Even if it can be argued that appellant complains of notice and/or propriety of a deadly weapon affirmative finding when the gravamen of the offense is possession of the same deadly weapon, I believe appellant loses on either or both issues. Therefore I will address the propriety of the affirmative finding in a weapons case.

I.

DEADLY WEAPON FINDING NOTICE

It is very well-settled that a defendant is entitled to notice in some form that the State intends to pursue the entry of an affirmative finding of the use or exhibition of a deadly weapon. Grettenberg v. State, 790 S.W.2d 613, 614 (Tex.Cr.App.1990). The majority correctly holds that appellant had notice and I concur.

II.

APPLICABILITY OF DEADLY WEAPON FINDING

As for the requirement that the deadly weapon be “used or exhibited in the com*645mission of the offense,” we explained in detail the employment of the terms “use” and “exhibit” as such pertains to affirmative findings in Patterson v. State, 769 S.W.2d 938, 941 (Tex.Cr.App.1989). We also attempted therein to effectuate the intent of the Legislature. I must conclude now, as this Court did then, that the evolution of Article 42.12, § 3g, Y.A.C.C.P., sheds no light on what the Legislature intended either by “use ... of a deadly weapon” or whether such an affirmative deadly weapon finding was intended in offenses where the felony itself is possession of the prohibited weapon, as is the case herein. Id. at 940.

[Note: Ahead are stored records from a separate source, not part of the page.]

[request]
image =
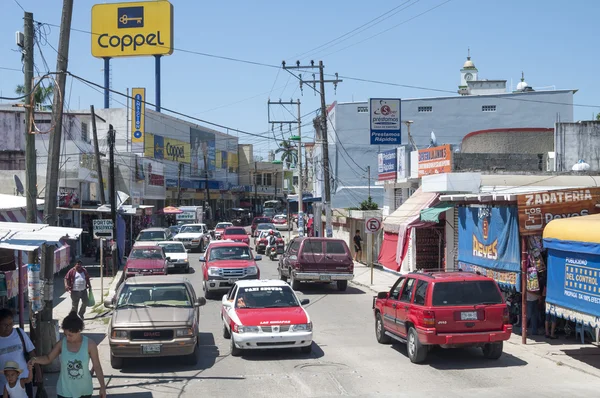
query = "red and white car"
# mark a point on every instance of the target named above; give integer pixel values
(263, 314)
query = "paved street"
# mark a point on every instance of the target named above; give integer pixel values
(346, 361)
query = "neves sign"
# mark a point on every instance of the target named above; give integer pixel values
(132, 29)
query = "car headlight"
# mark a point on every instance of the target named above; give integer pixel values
(251, 270)
(247, 329)
(119, 334)
(303, 327)
(187, 332)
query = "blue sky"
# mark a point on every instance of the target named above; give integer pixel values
(553, 42)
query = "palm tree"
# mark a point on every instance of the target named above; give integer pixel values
(289, 155)
(42, 95)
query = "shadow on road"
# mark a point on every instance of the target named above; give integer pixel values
(463, 358)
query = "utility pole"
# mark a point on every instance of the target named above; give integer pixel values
(47, 335)
(325, 146)
(113, 200)
(98, 162)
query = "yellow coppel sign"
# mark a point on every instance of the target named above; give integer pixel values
(132, 29)
(138, 110)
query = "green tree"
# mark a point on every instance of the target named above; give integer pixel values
(289, 155)
(42, 96)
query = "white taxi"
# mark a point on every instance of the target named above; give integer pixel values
(263, 314)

Based upon the definitions elucidated in Patterson above, “use” is more applicable to these facts. “Use,” in the deadly weapon affirmative finding context, includes any employment of the weapon, even its simple possession, if such possession facilitates the associated felony. Id. at 941. There, this Court basically accepted the following reasoning of the court of appeals, found in Patterson v. State, 723 S.W.2d 308, 314-315 (Tex.App. — Austin 1987):

Because art. 42.12 § 3g(a)(2) excludes no felony from its scope, it appears that the intended meaning of the statutory expression, “used ... during the commission of a felony offense,” must be sufficiently flexible to accommodate any felony offense falling within the purpose of the statute.
We believe that purpose to be the imposition of a greater detriment, in this instance the denial of probation and the delay of parole eligibility, in order to diminish the danger to human life that could be expected to arise in the circumstances that attend a felony offense when its commission is accompanied by a deadly weapon. [Emphasis in original.]

Id. at 941.

III.

CONCLUSION

Thus, although the possession itself is the felony offense, the logical extension of the above reasoning leads me to conclude that a deadly weapon finding, by its very nature, is also indicated by the mere possession of same. Therefore I concur in the majority’s determination that appellant was put on notice of the State’s intent to seek a deadly weapon affirmative finding. However, because there is no prohibition against entering such a deadly weapon finding for an offense in which the possession of the deadly weapon was the gravamen of the offense, I respectfully dissent to the majority’s holding to the contrary.